Les Marquez avaient choisi l’endroit pour le climat (en Europe, l’hiver du siècle persistait et M. Marquez en avait complètement marre de déneiger tous les jours sa voiture qui ne rentrait plus dans le garage familial) et aussi par curiosité, pour connaître un pays où les traces des conquistadores (qui étaient un peu ses ancêtres) s’étaient inscrites dans les gènes des autochtones, aujourd’hui devenus des citoyen libres dans l’île socialiste de Cuba. En outre, M. Marquez estimait intéressant d’approcher les dinosaures du communisme avant qu’ils ne disparaissent pour toujours, ce qui ne tarderait pas, si on en croyait les « prédictions infaillibles » des experts en politique étrangère.

Les touristes envahirent le hall de l’hôtel avec leurs valises, leur brouhaha et leurs odeurs, en attendant d’être répartis dans les chambres où ils pourraient enfin profiter d’une bienfaisante intimité, étirer leurs membres ratatinés et profiter du calme des toilettes à l’assise stable. En guise de bienvenue, le personnel accueillit les clients avec un apéritif agrémenté d’une copieuse dose de rhum -ce qui remonta aussitôt le moral des troupes- et leur demanda juste un peu de patience. Personne ne se connaissait mais tous étaient venus globalement pour les mêmes raisons et avaient déboursé la même somme. On pouvait supposer que, pour la grande majorité d’entre eux, il s’agissait de satisfaire un caprice exotique sous le soleil, se reposer et se changer les idées.
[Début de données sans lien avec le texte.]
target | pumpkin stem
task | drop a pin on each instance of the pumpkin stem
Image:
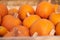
(35, 34)
(28, 14)
(52, 32)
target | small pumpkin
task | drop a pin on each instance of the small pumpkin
(24, 10)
Quelques familles déambulaient avec leur progéniture, mais dans l’ensemble, il y avait surtout des couples. Certains étaient venus pour recoller les morceaux du ménage, espérant que la température élevée et l’humidité ambiante provoqueraient la même réaction chimique chez lui et chez elle, bien que les sentiments se soient réduits à la peau de chagrin depuis fort longtemps.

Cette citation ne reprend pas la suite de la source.